Ingat bahwa hal itu terkait dengan banjir investasi bodong saat ini yang memakai baju penyelenggara investasi atau berkerudung koperasi. Hal yang patut dicermati adalah jangan-jangan kedua wadah itu sudah menjadi ajang pencucian uang (Paul Sutaryono, Kompas, 23/2/2017). Untuk menepisnya, penyelenggara bisnis tekfin patut menerapkan prinsip-prinsip mengenal nasabah (know your customer/KYC). Katakanlah, mengenai sumber dana investor dan rencana penggunaan dana oleh debitor. Arus dana dari hulu ke hilir itu layak senantiasa dilacak.
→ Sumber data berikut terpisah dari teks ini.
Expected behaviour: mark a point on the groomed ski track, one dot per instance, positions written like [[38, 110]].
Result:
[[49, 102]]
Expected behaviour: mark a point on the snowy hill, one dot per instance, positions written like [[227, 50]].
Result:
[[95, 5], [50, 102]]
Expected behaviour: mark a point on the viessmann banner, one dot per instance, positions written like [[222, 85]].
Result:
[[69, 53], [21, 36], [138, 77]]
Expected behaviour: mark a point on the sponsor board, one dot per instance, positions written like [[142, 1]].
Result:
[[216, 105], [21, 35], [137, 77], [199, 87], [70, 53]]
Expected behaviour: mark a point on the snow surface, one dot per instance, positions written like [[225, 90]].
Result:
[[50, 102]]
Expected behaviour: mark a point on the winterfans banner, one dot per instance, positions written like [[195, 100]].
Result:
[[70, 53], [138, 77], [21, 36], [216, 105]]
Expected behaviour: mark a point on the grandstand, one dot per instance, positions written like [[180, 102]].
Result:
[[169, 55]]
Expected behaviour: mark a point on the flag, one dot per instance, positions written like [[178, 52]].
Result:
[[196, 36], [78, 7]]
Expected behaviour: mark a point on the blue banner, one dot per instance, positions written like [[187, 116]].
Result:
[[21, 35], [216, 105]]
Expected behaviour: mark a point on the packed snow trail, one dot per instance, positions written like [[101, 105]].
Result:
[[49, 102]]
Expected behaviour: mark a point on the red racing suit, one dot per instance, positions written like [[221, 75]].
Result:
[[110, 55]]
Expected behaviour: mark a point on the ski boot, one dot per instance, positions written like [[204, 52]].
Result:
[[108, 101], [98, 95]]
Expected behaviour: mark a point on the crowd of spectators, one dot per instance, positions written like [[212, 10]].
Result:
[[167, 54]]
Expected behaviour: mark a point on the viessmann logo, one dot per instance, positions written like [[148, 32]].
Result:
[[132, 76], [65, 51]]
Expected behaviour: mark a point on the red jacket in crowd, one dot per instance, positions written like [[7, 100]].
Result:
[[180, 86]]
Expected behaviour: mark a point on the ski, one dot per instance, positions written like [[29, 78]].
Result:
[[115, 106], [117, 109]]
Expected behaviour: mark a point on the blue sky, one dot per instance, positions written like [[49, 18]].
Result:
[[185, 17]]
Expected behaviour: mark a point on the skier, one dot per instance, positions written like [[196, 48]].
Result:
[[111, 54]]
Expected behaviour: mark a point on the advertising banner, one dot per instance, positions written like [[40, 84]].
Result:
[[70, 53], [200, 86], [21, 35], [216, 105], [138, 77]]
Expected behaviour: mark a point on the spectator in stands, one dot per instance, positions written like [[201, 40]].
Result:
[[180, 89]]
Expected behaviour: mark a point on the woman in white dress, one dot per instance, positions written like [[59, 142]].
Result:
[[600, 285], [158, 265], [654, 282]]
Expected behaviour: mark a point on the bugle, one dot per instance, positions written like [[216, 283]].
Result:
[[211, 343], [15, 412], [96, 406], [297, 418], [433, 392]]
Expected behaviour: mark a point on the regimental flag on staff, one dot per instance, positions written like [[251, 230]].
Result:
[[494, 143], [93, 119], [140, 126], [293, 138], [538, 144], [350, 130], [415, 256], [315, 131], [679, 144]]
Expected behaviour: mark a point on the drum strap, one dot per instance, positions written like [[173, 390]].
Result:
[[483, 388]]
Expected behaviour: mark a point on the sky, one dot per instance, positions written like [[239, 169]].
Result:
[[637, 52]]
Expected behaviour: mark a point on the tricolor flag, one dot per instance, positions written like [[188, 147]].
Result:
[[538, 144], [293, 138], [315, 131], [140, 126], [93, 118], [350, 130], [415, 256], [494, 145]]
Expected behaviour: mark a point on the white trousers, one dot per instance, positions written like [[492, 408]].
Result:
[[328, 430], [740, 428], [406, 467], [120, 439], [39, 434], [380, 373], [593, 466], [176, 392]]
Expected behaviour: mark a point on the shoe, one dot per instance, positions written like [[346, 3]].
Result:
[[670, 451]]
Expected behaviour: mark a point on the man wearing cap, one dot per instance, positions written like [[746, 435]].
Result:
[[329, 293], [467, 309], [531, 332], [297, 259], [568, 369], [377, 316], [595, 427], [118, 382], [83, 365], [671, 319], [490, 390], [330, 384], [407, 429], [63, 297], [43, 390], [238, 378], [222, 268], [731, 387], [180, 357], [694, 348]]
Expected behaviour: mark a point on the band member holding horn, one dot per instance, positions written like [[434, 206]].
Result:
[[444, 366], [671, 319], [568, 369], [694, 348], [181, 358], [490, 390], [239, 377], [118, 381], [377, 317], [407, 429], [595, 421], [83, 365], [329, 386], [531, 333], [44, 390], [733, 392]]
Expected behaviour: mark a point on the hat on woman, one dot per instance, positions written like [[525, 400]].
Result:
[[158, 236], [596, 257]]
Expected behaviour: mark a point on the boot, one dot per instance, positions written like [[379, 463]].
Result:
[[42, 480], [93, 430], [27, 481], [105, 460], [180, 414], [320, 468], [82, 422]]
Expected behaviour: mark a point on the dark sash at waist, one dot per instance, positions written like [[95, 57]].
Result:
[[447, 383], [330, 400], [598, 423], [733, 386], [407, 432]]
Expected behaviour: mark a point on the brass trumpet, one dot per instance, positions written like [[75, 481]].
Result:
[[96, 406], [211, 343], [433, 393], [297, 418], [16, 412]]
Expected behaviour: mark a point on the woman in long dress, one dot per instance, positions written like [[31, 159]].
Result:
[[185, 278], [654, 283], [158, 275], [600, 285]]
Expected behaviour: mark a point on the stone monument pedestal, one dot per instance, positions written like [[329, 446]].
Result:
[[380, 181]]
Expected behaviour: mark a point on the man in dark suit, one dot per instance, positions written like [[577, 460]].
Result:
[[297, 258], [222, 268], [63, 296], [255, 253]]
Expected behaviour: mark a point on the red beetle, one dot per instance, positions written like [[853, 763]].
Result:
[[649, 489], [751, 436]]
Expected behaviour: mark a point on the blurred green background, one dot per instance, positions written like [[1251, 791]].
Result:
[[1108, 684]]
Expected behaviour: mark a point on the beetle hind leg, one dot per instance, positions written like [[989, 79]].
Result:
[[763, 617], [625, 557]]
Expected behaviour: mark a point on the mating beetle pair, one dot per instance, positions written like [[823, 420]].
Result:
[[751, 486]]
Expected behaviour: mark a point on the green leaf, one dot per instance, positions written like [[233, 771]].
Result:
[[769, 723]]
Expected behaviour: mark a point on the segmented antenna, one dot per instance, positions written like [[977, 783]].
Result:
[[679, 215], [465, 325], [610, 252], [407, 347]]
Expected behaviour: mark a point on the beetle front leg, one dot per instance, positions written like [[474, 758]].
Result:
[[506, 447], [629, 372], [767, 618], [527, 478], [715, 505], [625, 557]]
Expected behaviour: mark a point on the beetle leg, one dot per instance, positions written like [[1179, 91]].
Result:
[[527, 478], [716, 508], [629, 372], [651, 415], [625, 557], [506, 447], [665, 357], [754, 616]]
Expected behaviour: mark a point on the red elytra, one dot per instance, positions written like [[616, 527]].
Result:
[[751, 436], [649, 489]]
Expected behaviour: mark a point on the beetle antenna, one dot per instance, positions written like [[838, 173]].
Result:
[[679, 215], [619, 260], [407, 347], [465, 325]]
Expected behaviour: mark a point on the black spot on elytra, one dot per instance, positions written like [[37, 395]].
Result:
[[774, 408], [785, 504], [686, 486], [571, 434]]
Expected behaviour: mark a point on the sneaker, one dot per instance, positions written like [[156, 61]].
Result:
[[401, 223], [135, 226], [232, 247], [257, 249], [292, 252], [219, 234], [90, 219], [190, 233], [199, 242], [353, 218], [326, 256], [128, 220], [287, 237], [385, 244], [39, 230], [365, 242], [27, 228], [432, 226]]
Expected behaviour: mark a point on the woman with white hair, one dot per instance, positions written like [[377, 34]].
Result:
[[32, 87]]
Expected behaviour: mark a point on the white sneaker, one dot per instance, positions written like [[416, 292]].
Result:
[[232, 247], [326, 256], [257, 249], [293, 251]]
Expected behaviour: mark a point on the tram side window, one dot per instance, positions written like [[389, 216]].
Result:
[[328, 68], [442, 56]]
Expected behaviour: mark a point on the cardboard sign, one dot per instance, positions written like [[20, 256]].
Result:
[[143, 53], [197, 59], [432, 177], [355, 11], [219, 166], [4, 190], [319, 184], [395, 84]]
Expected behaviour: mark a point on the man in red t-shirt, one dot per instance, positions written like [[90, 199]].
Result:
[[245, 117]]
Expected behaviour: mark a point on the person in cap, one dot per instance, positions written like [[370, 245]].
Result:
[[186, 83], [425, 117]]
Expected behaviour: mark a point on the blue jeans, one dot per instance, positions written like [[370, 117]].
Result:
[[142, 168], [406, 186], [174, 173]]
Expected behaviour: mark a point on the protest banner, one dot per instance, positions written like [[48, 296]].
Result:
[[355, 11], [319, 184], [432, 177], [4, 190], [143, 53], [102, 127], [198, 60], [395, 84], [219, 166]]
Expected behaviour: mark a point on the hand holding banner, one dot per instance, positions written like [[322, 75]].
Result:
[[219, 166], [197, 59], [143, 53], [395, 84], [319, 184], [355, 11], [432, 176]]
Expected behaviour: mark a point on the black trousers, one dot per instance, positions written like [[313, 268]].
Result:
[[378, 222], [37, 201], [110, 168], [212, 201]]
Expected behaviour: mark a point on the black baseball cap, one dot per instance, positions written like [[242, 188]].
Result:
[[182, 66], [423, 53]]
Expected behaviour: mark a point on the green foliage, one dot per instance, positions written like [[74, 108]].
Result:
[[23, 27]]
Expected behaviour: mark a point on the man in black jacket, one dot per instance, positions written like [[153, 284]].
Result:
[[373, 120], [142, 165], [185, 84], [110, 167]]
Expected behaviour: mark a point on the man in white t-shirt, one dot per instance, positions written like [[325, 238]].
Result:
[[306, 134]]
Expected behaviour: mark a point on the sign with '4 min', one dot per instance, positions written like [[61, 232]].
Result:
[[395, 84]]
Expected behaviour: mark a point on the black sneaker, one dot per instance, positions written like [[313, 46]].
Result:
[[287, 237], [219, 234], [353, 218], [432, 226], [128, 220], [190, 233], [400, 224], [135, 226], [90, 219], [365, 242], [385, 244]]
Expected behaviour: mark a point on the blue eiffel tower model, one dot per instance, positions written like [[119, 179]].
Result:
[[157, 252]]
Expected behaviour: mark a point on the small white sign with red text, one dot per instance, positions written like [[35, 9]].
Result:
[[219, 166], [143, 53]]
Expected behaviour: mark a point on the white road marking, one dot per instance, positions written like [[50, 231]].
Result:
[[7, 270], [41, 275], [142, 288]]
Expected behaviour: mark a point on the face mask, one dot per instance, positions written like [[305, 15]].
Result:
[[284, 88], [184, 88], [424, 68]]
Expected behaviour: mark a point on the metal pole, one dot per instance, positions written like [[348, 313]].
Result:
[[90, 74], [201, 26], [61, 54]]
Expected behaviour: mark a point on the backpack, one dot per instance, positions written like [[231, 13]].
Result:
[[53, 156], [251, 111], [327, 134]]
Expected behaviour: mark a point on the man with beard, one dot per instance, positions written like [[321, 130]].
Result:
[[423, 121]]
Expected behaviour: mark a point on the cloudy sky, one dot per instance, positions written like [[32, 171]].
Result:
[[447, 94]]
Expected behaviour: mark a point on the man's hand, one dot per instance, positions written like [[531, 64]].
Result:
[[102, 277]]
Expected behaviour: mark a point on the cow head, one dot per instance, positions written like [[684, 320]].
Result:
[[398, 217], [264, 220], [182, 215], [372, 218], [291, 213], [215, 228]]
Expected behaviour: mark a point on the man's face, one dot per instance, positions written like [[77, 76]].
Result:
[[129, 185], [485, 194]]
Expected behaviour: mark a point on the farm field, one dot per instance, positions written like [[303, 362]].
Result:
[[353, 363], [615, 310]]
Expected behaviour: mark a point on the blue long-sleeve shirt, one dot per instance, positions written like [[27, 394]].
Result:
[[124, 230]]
Keenam, terus mengawasi seluruh transaksi bisnis tekfin, termasuk audit teknologi informasi. Jangan lupa pula untuk melakukan audit SDM. Mengapa? Lantaran orang di belakang teknologi informasi juga merupakan salah satu sumber risiko teknologi informasi selain teknologi informasi itu sendiri.

Dengan menerapkan langkah antisipasi potensi risiko demikian, bisnis tekfin amat diharapkan dapat memberikan kontribusi lebih tinggi dalam membiayai bisnis debitor segmen UMKM. Pun tekfin bakal lebih mampu mengerek tingkat inklusi keuangan yang kini mencapai 67,82 persen pada 2016. Tegasnya, dari 100 orang Indonesia, baru terdapat 68 orang yang dapat mengakses produk dan layanan jasa keuangan.